Sunday, 3 February 2013

Strangers on a Train

Alfred Hitchcock’s tale of doubles, murder, light and dark, Strangers on a Train is a film with a lot of deep and hidden subtext which sits underneath a nicely woven story. Amateur tennis player and wannabe Politician Guy Haines (Farley Granger) is on a train when he meets a chatty and confident man named Bruno Anthony (Robert Walker). Bruno recognises the tennis ace and begins talking about stories of Guy’s private life that he has read about in the newspapers. Guy is uncomfortable but humours the strange man who soon begins to talk of murder and how they could pull off the perfect murder by each murdering the other’s problem person. Guy is on the way to speak with his wife about a divorce and Bruno suggests murder. A few days later Guy’s wife is found murdered and Guy is stalked by the shady Bruno who says that it is Guy’s turn to commit the crime.

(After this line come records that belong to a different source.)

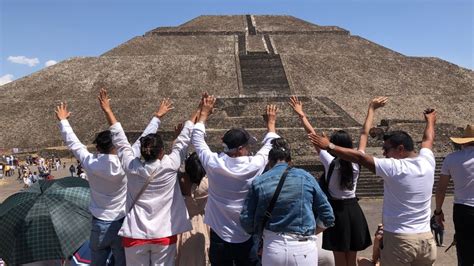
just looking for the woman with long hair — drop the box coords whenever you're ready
[240,137,335,266]
[290,96,387,266]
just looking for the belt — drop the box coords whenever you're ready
[280,232,310,242]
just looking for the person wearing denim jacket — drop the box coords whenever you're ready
[241,138,334,266]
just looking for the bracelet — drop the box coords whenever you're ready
[434,209,443,215]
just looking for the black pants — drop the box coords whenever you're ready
[209,229,259,266]
[453,204,474,266]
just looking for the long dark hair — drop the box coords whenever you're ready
[268,138,291,164]
[330,130,355,190]
[185,152,206,186]
[139,133,164,162]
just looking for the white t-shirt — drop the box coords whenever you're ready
[319,150,360,199]
[440,146,474,207]
[374,148,435,234]
[192,122,279,243]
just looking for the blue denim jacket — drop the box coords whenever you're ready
[240,162,335,236]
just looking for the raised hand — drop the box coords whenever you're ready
[370,96,388,110]
[173,123,184,139]
[55,102,71,121]
[198,95,216,123]
[155,98,174,118]
[289,96,305,117]
[423,108,436,124]
[98,88,117,126]
[308,132,330,150]
[264,104,278,133]
[98,88,112,113]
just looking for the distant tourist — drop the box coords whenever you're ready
[69,164,75,177]
[435,124,474,266]
[55,101,127,266]
[309,107,438,266]
[191,94,279,265]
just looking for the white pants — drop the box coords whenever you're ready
[124,243,176,266]
[262,230,318,266]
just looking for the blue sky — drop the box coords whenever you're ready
[0,0,472,85]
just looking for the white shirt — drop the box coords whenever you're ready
[440,146,474,207]
[110,119,192,239]
[319,150,360,199]
[192,122,279,243]
[58,120,127,221]
[374,148,435,234]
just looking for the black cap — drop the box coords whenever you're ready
[222,128,257,151]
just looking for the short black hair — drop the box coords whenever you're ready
[383,130,414,151]
[269,138,291,163]
[140,133,164,162]
[185,152,206,185]
[93,130,114,154]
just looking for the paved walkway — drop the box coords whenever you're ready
[0,171,458,265]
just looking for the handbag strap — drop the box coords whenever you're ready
[127,167,159,213]
[260,166,292,232]
[326,159,336,184]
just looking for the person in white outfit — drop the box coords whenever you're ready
[55,102,127,266]
[99,88,197,266]
[191,94,280,265]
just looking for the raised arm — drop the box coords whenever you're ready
[309,132,376,173]
[421,108,436,150]
[359,96,388,152]
[98,88,117,126]
[252,105,280,168]
[131,98,173,157]
[289,96,316,134]
[55,102,91,164]
[192,94,217,166]
[168,103,203,170]
[289,96,324,153]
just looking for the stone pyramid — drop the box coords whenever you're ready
[1,15,472,161]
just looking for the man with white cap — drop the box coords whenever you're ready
[435,124,474,266]
[191,94,279,265]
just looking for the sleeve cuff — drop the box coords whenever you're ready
[194,122,206,133]
[109,122,123,134]
[184,120,194,128]
[316,219,334,229]
[261,132,280,143]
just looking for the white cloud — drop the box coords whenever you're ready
[45,60,57,67]
[0,74,14,86]
[8,56,39,67]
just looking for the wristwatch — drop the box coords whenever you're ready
[328,142,336,150]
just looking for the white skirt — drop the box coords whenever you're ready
[262,229,318,266]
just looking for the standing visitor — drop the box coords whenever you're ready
[435,124,474,266]
[99,89,195,266]
[176,152,210,266]
[240,138,335,266]
[69,164,75,177]
[289,96,385,266]
[55,101,127,266]
[309,107,438,266]
[192,94,280,265]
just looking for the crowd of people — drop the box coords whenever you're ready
[51,88,473,266]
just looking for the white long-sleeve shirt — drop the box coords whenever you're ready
[192,122,279,243]
[58,120,127,221]
[110,118,192,239]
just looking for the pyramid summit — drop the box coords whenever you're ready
[0,15,472,156]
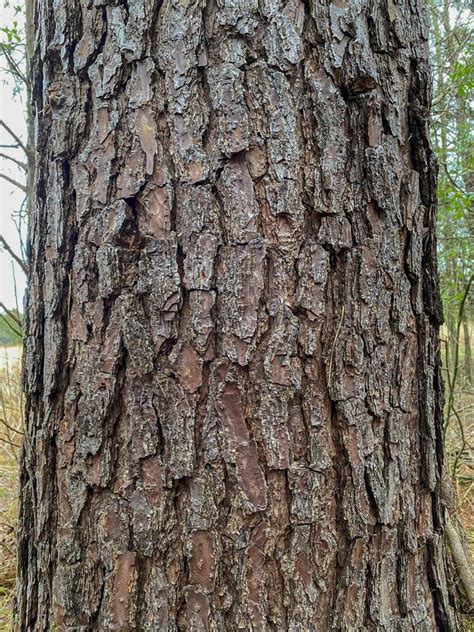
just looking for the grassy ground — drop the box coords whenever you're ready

Strangers on a Train is far from my favourite Hitchcock film but it features some stunning cinematography and a vast array of visual motifs which help to spell out the plot and themes. The performance of Robert Walker is also noteworthy but I rarely felt fully engaged with the story. It is perhaps a movie that would benefit from a second viewing but like pretty much all of Hitchcock’s movies is still worth watching.

Early on there are thematic similarities to Hitch’s 1948 film Rope in which a man tries to pull off the perfect murder under the nose of his family and friends. The early suggestions of killing without being caught echo that film but there are also links with the 1943 film Shadow of a Doubt in which murder is afoot and two side characters debate about the perfect unsolvable murder. Indeed the idea seems to be a frequent theme of Hitchcock’s and here the dark and twisted Bruno Anthony is the perfect protagonist for the Director’s gloomy ideas. A theme that runs through this film is that of doubles. The word itself is mentioned a lot from drinks to tennis and even the Director’s cameo famously finds him carrying a double bass. The doubles theme runs as far as two men accompanying the murdered girl, two girls with similar glasses, two detectives in two towns and even two Hitchcocks’ with Alfred’s daughter Patricia playing Barbara Morton. It could be suggested that Bruno is almost the darker version of Guy and had the film been made fifty years later it is quite possible that the plot would have twisted to reveal a Fight Club style imagining of one character.

The idea of light and dark is also thoroughly explored here. When Guy is first told of his wife’s murder we see the bright Capitol building in the background, the seat of political power and to where Guy aspires to be. In front of him though is the shadowy figure of Bruno who beckons Guy into the darkness. Even Guy’s tennis whites oppose the dark suits worn by Bruno. Darkness becomes important late on when Bruno returns to the murder scene for the film’s exciting climax. A second link with Rope lies in the sexual ambiguity of the central characters. Bruno is almost certainly painted as a homosexual and there is homoeroticism abound during the opening scenes aboard the train.

Strangers on a Train is a beautifully filmed movie. The picture garnered its only Oscar nomination in the Black and White Cinematography category and cinematographer Robert Burks creates a stunning contrast between light and dark while capturing typically Noir like shots. The final scenes in particular really get the heart racing and the quick editing during the finale is also excellent. Burks would go on to collaborate with Hitchcock on twelve films beginning with this and ending with Marnie in 1964. Psycho was the only film during those thirteen years on which Robert Burks did not work. The score is frenetic and busy and often distracting but like the cinematography it spices up the final scenes. As for Hitchcock, his direction is superb as usual, from simple shots of railway lines to underneath an out of control carousel he always seems to be able to pick an angle which works. The tennis scenes were also excellent and got close to the action despite a mostly static camera. Of the actors, I enjoyed Robert Walker’s performance and Ruth Roman was also very good and quite stunning in an icy sort of way. Patricia Hitchcock had a cheeky sensibility to her which I liked but central actor Guy Haines often felt lost amongst the chaos. Kasey Rodgers shines briefly as the wicked wife whose murder sparks the movie’s plot.

Overall I wasn’t overly enamoured with Strangers on a Train but I enjoyed its aesthetics. The film lacks the tension of some of the Director’s other work but is as beautiful as any of it. It bursts with symbolism and metaphor but the plot isn’t gripping and I always sensed the ending. It is still a fine piece of filmmaking though and more than worthy of Alfred Hitchcock’s filmography.  



  • As well as starring in this movie, Farley Granger also starred in Hitchcock's Rope three years ealier 
  • Alfred Hitchcock's cameo was directed by his daughter Patricia.
  • This was Robert Walker's final film. He died less than two months after its release due to a severe drug reaction. He was 32.